Hoilett wins design challenge for fitness band

Orlando Hoilett with Maker Faire badge
Purdue Weldon School of Biomedical Engineering graduate student Orlando Hoilett won first place prize in the Connect the World Using IoT student design challenge. He designed a multi-function fitness band, dubbed KiSens A Multi-Sensor Fitness Band, and won a MacBook for the winning proposal. The device is a wearable biometrics sensor that monitors dehydration, heart rate, blood oxygenation, skin temperature, and humidity--important biomarkers for health and fitness.

Using the IoT capabilities of the TM4C123G LaunchPad™, the data will be uploaded to the cloud. Hoilett has designed a blueprint and is currently working on fabricating the device.

The device complements Hoilett’s research toward developing a model for human fitness. The model will combine biosensor data with reported disease outbreaks and weather patterns in a given geographical area. These data would be used to develop a risk factor for the onset of illness.

Hoilett actively participates—and often wins, medical device design proposal contests. “These contests are a way to do a bit of engineering education outreach since they cater to the maker and the education community,” said Hoilett. “So that’s pretty fun.”

Another award-winning proposal was for an Interactive 3D Art Canvas for children in extended hospital stay.

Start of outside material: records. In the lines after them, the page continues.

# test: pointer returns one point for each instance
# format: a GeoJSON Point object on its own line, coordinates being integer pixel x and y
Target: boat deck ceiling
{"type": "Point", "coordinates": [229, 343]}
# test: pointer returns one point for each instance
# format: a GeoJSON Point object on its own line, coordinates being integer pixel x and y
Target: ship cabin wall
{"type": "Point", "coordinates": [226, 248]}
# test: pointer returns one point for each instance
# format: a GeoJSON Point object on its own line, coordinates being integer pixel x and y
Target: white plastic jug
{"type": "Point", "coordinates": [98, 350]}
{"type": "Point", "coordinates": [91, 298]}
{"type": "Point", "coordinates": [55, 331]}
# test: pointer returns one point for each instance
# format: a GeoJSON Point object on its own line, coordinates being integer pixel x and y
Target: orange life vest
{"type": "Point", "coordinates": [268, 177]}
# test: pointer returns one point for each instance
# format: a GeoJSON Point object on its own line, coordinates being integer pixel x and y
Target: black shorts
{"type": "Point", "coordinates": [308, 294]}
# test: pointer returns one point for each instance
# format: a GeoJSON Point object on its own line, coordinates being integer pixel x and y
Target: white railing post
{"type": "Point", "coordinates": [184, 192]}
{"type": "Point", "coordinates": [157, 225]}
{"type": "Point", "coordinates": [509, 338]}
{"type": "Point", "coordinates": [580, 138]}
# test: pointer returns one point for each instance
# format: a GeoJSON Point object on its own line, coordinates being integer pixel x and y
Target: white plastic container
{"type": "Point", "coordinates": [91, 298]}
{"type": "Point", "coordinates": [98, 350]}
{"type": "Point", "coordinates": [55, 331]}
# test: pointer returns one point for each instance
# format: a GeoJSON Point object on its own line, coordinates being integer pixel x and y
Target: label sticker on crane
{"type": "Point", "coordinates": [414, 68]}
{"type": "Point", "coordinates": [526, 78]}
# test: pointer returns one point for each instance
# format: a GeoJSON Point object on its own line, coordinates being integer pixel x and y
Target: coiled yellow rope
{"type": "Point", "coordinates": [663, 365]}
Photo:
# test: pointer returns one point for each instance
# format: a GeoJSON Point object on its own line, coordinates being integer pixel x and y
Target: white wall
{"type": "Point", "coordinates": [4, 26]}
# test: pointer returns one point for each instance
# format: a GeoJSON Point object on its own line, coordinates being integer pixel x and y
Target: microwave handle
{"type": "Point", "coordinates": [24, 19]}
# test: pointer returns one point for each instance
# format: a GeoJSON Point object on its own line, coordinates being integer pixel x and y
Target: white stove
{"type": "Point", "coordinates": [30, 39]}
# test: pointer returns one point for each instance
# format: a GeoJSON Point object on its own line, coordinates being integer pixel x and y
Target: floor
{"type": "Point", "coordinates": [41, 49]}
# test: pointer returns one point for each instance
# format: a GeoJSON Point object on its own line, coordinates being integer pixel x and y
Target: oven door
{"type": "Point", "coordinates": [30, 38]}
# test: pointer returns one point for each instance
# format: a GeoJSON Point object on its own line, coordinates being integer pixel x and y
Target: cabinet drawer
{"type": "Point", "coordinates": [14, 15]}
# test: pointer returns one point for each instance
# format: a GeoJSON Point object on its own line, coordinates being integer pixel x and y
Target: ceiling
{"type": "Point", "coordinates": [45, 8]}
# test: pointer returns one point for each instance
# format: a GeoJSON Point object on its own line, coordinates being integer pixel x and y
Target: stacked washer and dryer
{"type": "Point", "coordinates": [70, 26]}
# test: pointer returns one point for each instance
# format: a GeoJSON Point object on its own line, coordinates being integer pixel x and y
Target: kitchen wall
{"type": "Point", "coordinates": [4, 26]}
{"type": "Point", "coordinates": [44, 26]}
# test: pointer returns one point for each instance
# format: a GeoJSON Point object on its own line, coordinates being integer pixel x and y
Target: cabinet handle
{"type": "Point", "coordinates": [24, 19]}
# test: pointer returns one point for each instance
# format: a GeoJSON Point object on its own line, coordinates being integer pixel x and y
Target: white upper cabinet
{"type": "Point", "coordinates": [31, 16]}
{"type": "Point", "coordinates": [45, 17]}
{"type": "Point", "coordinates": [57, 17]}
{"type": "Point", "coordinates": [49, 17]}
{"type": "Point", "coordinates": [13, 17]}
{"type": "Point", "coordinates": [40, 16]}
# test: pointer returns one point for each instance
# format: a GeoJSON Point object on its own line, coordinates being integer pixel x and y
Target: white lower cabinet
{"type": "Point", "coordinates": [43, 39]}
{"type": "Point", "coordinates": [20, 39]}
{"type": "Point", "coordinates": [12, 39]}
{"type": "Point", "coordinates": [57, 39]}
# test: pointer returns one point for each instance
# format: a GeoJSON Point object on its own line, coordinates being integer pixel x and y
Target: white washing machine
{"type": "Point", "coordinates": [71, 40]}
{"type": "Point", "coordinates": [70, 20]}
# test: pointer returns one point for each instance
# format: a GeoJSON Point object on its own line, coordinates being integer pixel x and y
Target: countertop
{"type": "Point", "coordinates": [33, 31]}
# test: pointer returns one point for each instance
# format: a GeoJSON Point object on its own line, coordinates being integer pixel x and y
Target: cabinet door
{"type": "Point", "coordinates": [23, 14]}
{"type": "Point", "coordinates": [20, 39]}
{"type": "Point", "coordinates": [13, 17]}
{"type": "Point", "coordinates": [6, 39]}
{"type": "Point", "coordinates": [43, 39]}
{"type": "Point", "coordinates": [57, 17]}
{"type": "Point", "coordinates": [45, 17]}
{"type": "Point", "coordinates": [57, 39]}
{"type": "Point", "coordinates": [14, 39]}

Hoilett is partnering with Maker Therapy, an organization that develops makerspaces in children’s hospitals, and will donate the finished product to them. Currently, Raj Patel, and undergraduate student in the Weldon School of Biomedical Engineering, is working on the project. Eventually Hoilett hopes to elevate the proposal to a senior design project for the fall 2018 semester.

Links to some of Hoilett’s recent winning contest proposals:

https://www.hackster.io/contests/RealtimeAT&TIoTStarterKit/ideas/5808

https://www.hackster.io/contests/Intel-Arduino-101/ideas/5576

https://www.hackster.io/contests/WalaBot/ideas/5662

Photo: Orlando Hoilett is active in the Maker movement. Last July he attended Maker Faire, a "gathering of tech enthusiasts, crafters, educators, tinkerers, hobbyists, engineers, science clubs, authors, artists, students, and commercial exhibitors" who come to the event to show off their inventions and share their knowledge.